AsyncDoFn

Scio’s BaseAsyncDoFn provides standard handling for sending asynchronous requests and capturing the responses for a bundle of pipeline elements. BaseAsyncDoFn is a subclass of DoFnWithResource which handles the creation and re-use of client classes. Scio provides several future-specific subclasses to choose from depending on the return type of the client:

BaseAsyncDoFn will wait for all futures for all bundle elements to be returned before completing the bundle. A failure of any request for an item in the bundle will cause the entire bundle to be retried. Requests should therefore be idempotent.

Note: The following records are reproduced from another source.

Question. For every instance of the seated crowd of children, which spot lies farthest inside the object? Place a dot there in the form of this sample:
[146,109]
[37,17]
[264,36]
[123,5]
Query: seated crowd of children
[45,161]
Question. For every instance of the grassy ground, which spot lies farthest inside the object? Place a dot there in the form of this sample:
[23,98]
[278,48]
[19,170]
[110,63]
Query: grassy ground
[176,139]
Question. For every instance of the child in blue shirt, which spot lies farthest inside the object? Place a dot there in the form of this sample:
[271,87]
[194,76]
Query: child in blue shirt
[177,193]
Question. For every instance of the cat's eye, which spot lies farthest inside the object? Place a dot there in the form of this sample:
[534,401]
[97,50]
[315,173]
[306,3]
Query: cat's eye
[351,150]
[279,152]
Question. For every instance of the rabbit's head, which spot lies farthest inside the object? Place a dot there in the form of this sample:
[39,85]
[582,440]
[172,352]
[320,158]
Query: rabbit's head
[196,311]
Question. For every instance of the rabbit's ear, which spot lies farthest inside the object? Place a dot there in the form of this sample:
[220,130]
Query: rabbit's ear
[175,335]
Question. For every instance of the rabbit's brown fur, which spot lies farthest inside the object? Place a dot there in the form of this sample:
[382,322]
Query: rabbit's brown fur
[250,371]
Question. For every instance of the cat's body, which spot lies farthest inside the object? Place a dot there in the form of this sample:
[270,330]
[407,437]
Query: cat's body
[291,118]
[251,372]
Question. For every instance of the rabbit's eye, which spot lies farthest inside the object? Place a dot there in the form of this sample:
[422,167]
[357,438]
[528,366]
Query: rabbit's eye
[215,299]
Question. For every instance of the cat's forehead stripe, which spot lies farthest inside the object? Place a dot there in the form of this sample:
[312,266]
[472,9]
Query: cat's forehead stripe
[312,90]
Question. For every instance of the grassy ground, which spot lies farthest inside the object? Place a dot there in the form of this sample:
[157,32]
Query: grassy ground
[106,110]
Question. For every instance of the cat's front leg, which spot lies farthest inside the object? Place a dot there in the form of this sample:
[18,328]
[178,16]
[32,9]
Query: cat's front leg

Given this Guava-based mock client:

import com.google.common.util.concurrent.{ListenableFuture, Futures}

case class MyClient(value: String) {
  def request(i: Int): ListenableFuture[String] = Futures.immediateFuture(s"$value$i")
}

For client which returns a ListenableFuture, a custom DoFn can be defined using GuavaAsyncDoFn. Note the configured ResourceType, which will re-use the client for all threads on a worker, see ResourceType for more details.

import com.spotify.scio.transforms._
import com.spotify.scio.transforms.DoFnWithResource.ResourceType
import com.spotify.scio.values.SCollection
import org.apache.beam.sdk.transforms.ParDo

class MyDoFn() extends GuavaAsyncDoFn[Int, String, MyClient] {
  override def getResourceType: ResourceType = ResourceType.PER_CLASS
  override def createResource(): MyClient = MyClient("foo")
  override def processElement(input: Int): ListenableFuture[String] =
    getResource.request(input)
}

val elements: SCollection[Int] = ???
val result: SCollection[String] = elements.applyTransform(ParDo.of(new MyDoFn()))